Leveraging polymer architecture design with acylamino functionalization for electrolytes to enable highly durable lithium metal batteries

Abstract

Polymer electrolytes are considered one of the most pragmatic choices for achieving lithium metal batteries (LMBs) with enhanced energy density and safety. Nevertheless, unsatisfactory comprehensive performance in terms of inadequate mechanical properties, sluggish Li⁺ transport kinetics, and inferior electrode/electrolyte interfacial stability significantly constrain their practical utility. Herein, a rational molecular-level design is proposed to construct a novel polymer framework for gel polymer electrolytes (GPEs), which is accomplished by incorporating abundant acylamino-sites to establish a subtle hierarchical supramolecular network with permanent chemical crosslinking and reversible hydrogen bonding. The ingenious network combined with soft chain moiety regulation endows GPEs with highly enhanced mechanical strength and adaptable flexibility.
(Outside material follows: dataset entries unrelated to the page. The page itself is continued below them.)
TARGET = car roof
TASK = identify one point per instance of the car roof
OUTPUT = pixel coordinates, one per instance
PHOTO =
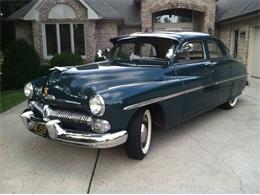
(178, 36)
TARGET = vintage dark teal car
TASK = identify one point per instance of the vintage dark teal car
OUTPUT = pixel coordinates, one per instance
(148, 79)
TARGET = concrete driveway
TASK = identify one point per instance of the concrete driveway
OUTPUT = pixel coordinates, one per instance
(216, 152)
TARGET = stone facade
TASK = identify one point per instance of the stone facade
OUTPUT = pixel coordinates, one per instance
(206, 7)
(243, 26)
(99, 31)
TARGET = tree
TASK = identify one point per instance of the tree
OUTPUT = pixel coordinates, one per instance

Furthermore, the involvement of the unique polymer skeleton creates fast and reversible lanes for lithium-ion transport, with significant contributions from the acylamino sites and the pre-desolvation effect of the whole polymer matrix. Besides, the formation of favorable interphase compositions is conducive to dual-reinforced stable interfaces. Due to the ideal combination of accelerated Li⁺ transport and enhanced interfacial stability, an LFP||Li cell assembled with acylamino-functionalized GPEs exhibits an impressively long lifespan with capacity retention of 96.5% over 850 cycles at 1C, and an LCO||Li cell can maintain a capacity retention of 96.8% after 300 cycles at 1C. This study highlights the significance of bulk electrolytes and interface regulation in tandem and supplies novel insights into rational design for polymer architecture, ramping up the competitiveness of yielded electrolytes for prospective applications in the LMB realm.